We got our flu jabs last Thursday. I’m rather cross with my GP practice. I rang and explained I had to have my flu jab within about 3 days in a specific week and was told they had no supplies so could make no appointments. Ring back next week. I did. All appointments now gone. This was after someone had noted I needed a vaccination in a short space of time. I feel a complaint to the practice manager coming on! 

Booking a pharmacist online proved useless but one of my book group friends mentioned she’d just walked into her local chemist and got her jab. I gave them a ring and the pharmacist was happy to book us both in on the perfect day - time for it to get to work on those antibodies before Cape starts destroying all the cells.  I do remember how blood works from O level Biology. I know my lymphocytes from my phagocytes but no one even mentioned cancer creating defiant cells that can resist of treatment so that’s where my understanding stops. I’m guessing I’ll have some immunity.
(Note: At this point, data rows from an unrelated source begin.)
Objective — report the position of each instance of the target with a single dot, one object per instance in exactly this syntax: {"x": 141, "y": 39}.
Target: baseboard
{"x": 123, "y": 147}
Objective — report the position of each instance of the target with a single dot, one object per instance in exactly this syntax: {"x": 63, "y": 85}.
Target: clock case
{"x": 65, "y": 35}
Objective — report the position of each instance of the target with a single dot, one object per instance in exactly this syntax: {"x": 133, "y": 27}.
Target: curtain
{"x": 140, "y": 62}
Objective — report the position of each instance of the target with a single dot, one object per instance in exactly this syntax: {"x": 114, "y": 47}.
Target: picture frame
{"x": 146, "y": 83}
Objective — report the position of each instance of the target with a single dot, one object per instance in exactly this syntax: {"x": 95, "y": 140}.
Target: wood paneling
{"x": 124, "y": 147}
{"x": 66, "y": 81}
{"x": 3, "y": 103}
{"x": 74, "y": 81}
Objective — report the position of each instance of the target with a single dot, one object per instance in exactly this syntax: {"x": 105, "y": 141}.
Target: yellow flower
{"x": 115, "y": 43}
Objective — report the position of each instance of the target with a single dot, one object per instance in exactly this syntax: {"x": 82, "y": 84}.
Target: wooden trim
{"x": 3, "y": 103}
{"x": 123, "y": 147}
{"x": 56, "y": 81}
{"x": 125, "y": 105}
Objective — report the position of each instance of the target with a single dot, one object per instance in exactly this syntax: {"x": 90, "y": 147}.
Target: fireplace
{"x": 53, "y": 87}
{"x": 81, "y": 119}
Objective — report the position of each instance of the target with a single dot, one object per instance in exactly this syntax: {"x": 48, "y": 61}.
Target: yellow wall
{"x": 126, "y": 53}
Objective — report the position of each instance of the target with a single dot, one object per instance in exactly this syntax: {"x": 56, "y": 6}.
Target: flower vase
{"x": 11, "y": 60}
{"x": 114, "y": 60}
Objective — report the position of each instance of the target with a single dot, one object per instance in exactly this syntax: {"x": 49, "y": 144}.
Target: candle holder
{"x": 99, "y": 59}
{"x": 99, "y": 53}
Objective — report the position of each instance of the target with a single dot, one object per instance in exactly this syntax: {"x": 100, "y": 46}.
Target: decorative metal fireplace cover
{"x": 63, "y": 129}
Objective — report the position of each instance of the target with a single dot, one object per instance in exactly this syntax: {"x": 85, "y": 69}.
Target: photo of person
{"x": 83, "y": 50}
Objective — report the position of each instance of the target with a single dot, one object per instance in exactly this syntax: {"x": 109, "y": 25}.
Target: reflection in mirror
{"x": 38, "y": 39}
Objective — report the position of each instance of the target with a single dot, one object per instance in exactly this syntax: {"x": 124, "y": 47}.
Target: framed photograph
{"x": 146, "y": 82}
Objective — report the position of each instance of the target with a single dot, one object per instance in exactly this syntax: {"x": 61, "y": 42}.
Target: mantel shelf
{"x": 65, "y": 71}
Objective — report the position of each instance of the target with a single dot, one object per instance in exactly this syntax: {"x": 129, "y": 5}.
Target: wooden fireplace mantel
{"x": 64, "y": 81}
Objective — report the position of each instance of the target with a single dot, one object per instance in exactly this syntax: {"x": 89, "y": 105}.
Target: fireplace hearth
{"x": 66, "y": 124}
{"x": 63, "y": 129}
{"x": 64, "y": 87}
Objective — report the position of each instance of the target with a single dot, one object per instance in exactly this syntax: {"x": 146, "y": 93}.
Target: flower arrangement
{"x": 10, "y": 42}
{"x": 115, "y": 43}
I’ve never had a reaction to a flu jab. Maybe it’s the fact that we’ve been isolated for so long. I developed a splitting headache and was exhausted when I shouldn’t have been. It only lasted 24 hours though.  Dennis got pins and needles in his hand and his arm felt very heavy - and still does, 4 days later. Maybe that’s because he’s part-way through coating The Shed? I’ve given up with Mercia, the manufacturer. Alan has been a gem. He added the turn buttons Mercia sent, glued and clamped the split wood and has said it’s best left now till late Spring when he’ll plane the warped doors that barely shut now.
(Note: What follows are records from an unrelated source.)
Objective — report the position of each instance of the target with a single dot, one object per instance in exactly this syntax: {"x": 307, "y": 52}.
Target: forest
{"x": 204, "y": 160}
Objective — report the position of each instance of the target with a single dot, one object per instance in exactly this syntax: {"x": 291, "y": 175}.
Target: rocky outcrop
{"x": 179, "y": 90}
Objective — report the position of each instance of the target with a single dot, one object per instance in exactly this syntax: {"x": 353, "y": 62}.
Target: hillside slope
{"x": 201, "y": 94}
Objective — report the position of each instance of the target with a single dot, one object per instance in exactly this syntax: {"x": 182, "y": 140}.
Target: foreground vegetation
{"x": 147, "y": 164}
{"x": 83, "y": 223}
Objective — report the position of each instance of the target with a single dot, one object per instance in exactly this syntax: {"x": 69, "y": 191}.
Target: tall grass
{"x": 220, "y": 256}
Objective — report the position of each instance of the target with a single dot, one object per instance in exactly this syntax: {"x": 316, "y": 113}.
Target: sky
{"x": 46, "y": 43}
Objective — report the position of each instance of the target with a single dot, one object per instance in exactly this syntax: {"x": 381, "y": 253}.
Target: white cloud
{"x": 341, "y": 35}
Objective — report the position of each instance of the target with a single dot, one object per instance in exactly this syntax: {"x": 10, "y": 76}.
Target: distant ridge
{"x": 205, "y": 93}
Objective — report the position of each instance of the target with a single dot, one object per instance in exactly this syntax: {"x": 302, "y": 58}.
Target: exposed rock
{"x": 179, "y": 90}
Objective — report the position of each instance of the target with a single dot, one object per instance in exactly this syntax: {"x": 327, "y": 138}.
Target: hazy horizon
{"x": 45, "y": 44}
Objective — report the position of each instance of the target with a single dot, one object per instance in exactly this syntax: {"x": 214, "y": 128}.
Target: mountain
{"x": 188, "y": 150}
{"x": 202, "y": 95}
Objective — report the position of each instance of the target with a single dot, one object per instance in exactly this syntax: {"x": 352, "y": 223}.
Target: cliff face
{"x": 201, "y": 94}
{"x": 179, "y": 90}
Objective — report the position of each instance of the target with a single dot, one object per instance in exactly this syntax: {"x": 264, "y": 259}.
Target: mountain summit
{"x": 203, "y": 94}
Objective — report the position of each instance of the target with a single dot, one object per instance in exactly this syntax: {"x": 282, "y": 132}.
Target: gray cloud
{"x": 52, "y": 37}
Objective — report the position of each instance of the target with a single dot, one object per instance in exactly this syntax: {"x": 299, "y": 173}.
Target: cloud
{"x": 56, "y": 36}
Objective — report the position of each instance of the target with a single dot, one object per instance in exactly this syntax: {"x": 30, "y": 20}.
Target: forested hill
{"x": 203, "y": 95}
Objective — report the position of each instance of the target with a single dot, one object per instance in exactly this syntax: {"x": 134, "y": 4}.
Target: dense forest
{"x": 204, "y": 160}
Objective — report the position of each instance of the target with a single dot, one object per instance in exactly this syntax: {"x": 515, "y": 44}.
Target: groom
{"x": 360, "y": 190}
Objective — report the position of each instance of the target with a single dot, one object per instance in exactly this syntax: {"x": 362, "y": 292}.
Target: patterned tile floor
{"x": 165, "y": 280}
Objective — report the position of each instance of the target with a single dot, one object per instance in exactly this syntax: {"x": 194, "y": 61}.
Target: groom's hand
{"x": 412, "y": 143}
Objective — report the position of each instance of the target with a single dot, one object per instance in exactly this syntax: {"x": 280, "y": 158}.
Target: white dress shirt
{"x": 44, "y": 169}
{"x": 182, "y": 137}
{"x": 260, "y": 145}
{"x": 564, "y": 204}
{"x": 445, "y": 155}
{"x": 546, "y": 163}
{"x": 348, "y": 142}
I’m having second thoughts about the FaceBook groups. They’ve been a fount of information and experience but so many people are experiencing such awful things, part of me just doesn't want to know. Is that selfish of me? I’m happy offering support for people just being diagnosed with bc and people going though treatment but I can’t identify with anyone further ahead of me in the secondary bc stakes. I know it will happen one day but for now things are relatively ok, apart from the pill regime. 
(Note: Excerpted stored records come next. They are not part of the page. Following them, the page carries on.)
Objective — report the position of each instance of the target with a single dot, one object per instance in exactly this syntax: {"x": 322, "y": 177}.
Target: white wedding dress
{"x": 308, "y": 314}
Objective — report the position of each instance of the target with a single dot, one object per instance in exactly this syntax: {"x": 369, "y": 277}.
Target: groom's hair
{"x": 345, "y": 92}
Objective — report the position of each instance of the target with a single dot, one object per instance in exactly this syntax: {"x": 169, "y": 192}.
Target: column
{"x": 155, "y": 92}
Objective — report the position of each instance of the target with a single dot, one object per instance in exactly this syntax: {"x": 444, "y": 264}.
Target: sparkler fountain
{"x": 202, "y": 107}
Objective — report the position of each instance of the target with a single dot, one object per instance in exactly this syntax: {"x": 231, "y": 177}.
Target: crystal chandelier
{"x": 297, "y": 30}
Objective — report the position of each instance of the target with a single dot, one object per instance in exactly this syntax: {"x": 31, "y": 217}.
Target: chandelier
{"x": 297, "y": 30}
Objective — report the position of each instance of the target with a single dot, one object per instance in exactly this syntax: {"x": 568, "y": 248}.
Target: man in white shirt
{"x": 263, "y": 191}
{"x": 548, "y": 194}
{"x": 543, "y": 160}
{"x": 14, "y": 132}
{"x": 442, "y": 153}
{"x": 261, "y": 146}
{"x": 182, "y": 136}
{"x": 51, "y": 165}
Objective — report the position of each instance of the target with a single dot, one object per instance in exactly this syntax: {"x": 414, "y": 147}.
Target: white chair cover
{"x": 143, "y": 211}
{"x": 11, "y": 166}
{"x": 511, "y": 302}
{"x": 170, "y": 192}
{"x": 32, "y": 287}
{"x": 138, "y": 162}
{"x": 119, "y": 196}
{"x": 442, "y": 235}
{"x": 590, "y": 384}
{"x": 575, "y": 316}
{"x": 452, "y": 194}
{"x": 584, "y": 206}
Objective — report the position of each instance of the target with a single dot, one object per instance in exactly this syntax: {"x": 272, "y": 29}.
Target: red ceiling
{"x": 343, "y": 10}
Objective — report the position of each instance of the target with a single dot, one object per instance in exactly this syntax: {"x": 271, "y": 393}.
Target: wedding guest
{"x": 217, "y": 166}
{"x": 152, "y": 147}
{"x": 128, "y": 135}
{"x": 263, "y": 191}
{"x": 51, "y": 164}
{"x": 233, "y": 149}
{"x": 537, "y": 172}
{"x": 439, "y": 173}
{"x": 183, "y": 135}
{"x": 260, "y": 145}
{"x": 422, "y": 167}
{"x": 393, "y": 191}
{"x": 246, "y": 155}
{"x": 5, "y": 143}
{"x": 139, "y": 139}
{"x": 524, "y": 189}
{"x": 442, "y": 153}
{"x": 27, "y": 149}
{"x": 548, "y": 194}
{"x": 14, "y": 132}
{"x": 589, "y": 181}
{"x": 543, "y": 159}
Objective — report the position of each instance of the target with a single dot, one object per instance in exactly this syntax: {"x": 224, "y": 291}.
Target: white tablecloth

No more writing stories. I’ve battled with Microsoft which caused the loss of all my Word documents on my ipad. I’ve battled with Apple, to whom I pay 79p monthly for cloud storage on the understanding that everything is backed up regularly and automatically. I was so sure everything would be safe in the cloud but no, Apple only stores your last and previous back up. Everything gone. But wait, I have some on my old laptop. Dead as a doornail. Ok, buy a new battery - it doesn’t fit even though it’s a repeat order (boring story). Buy another battery and, like Cinderella’s slipper, it fits perfectly and it starts charging. But the laptop refuses to cooperate and switches itself off. Persistently. I’ll have to take it to a computer specialist, pay more than the laptop is worth to get it fixed and gain access to my older writing at least. I haven’t written for months. Is it worth it?? Lesson - never rely on those Clouds and OneDrives. They don’t store your stuff, they save over it! The tears threatened but they didn’t come.

So that’s one cheerful update. Why don’t I just say “All going to plan”? because I’ve no idea what the plan is. Who does? Just never try to comfort me by saying we could all get run over by a bus. There’s a big difference between being aware of a remote possibility and knowing that bus will be coming but having no date.